Kenyataan ini menurut Yudi Latif dalam bukunya-Makrifat Pagi, sangat berbahaya, sebab akar terdalam dari keterpurukan dalam kehidupan berbangsa adalah “dusta terhadap agama” dengan peribadatan yang keliru. Tanpa menyelami kedalaman pengalaman dan praktek spiritual secara hakiki, keberagamaan menjadi mandul, kering, dan keras, tidak memiliki empati-kontemplatif. Tanpa kedalaman spiritual dengan ketulusan bakti, peribadatan tidak akan membawa dampak konstruktif, melainkan menjadi deskruktif bagi kemanusiaan. Orang yang pura-pura mengabdi pada Tuhan akan berpura-pura pula mengabdi kepada kemanusiaan, yang selanjutnya melahirkan perilaku korupsi dan perilaku tidak terpuji lainnya. Orang seperti ini tidak pantas dipilih dan dijadikan sebagai pemimpin serta tidak dapat dipercaya memikul amanah.

Bangsa Indonesia adalah negara yang religius, dengan menempatkan agama sebagai bagian penting penopang kehidupan berbangsa. Tetapi menjadi suatu keprihatinan semua pihak, karena dalam suasana yang bersamaan, praktek korupsi masih tumbuh subur masuk dan meracuni semua tingkatan Pemerintahan dan sendi-sendi pelayanan publik. Indonesia sebagai negara yang agamais, tetapi di satu sisi koruptor pun berjalan dinamis. Padahal agama yang meresap dan menjadi karakter spiritual individu akan mencegah dari perbuatan terlarang dan tercela. Sehingga menjadi pertanyaan besar, apa yang salah dengan praktek keberagamaan kita.

Keberagaman yang dipraktekkan masih bersifat formalistik kering dengan substansi spiritual, dan ini jelas membutuhkan langkah perbaikan konstruktif dan holistik (menyeluruh). Inilah yang menjadi akar keterpurukan penegakan hukum yang turut mempengaruhi aspek kehidupan lainnya. Bangsa kita telah menghadapi goncangan nilai-norma yang luar biasa. Oleh karena itu, perlu dikembangkan tradisi yang menurut Jimly Asshiddiqie bukan hanya menjalankan amanat rule of law saja, tetapi perlu mentradisikan sikap kepatuhan pada rule of ethics. Artinya penegakan hukum dilaksanakan secara beriringan dengan penegakan kode etika melalui sikap dan perilaku yang berintegritas dan bermartabat dari aparatur pemerintahan.

Transformasi Sebagai Upaya Bersama
Praktek etika harus diartikulasikan dalam sistem norma hukum yang bila dicermati lebih jauh tentu sudah banyak beban penerapan.

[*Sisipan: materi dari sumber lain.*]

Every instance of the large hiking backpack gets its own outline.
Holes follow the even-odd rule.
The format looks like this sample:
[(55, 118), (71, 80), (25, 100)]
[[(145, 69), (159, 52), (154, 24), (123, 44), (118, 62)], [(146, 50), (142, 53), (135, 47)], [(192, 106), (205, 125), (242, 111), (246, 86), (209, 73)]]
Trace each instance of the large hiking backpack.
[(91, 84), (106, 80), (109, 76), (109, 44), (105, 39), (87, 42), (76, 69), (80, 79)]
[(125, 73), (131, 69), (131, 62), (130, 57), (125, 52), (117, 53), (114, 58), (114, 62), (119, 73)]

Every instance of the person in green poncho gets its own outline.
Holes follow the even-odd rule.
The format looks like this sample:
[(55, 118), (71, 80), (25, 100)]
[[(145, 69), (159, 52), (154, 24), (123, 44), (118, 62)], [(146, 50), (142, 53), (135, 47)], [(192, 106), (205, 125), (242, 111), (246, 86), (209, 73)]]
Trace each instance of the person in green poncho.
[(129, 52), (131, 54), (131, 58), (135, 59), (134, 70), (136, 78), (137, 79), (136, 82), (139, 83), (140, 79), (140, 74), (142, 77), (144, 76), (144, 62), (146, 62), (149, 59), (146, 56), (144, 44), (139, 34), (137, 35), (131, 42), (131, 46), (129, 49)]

Misalnya, semua penjara di Indonesia sekarang hampir penuh bahkan mayoritas over kapasitas, karena penjara terus diisi terpidana pelanggaran hukum. Pelanggaran hukum yang dilakukan itu sebetulnya tidak lepas dari pelanggaran etika. Jika melanggar norma hukum secara otomatis juga melakukan pelanggaran norma etika.

Dunia sekarang mengalami kekacauan norma hukum yang berdampak langsung pada penegakan hukum. Dalam konteks Indonesia, kekacauan sudah sangat parah dan meresahkan, karena itu tidak bisa lagi hanya mengandalkan sistem hukum yang ada. Tetapi perlu dibangun infrastruktur dan kesadaran ethics untuk mengontrol perilaku rakyat Indonesia ke depan, terutama para elit-elit yang melaksanakan tugas pelaksana pemerintahan di berbagai bidang. Paradigma yang dibangun adalah penegakan hukum yang diiringi dengan penegakan etika secara bersama-sama. Dicontohkan, ibarat kapal adalah hukum dan bahtera-lautan adalah etika, maka kapal dapat mencapai arah-tujuan ketika mengarungi bahtera-lautan yang memberi daya dukung. Demikian pula, kapal tidak akan bergerak, saat tidak menyentuh lautan.

Dengan demikian, tugas utama sebagai anak bangsa di antaranya ialah mengembalikan hakikat etika dalam kehidupan berbangsa termasuk membangun tradisi filsafat moral sebagai basis ilmiah dalam menjelaskan kebaikan dan segala tindakan keburukan. Majelis dan diskusi yang mengarah pada peningkatan kapasitas keilmuan dan spiritual dengan pokok bahasan etika dalam kehidupan berbangsa dan bernegara menjadi penting digalakkan.

Dari kultur yang tumbuh dan berkembang dalam praktek hidup secara tidak tertulis, atau dengan hanya mengacu kepada teologis teks-teks kitab suci agama, lama-kelamaan muncul kebutuhan kodifikasi untuk menuliskan kaidah-kaidah etika ke dalam bentuk kode etik dan pedoman perilaku yang konkrit dan dapat difungsikan sebagai sarana pengendalian dan penuntut perilaku ideal dalam kehidupan bersama.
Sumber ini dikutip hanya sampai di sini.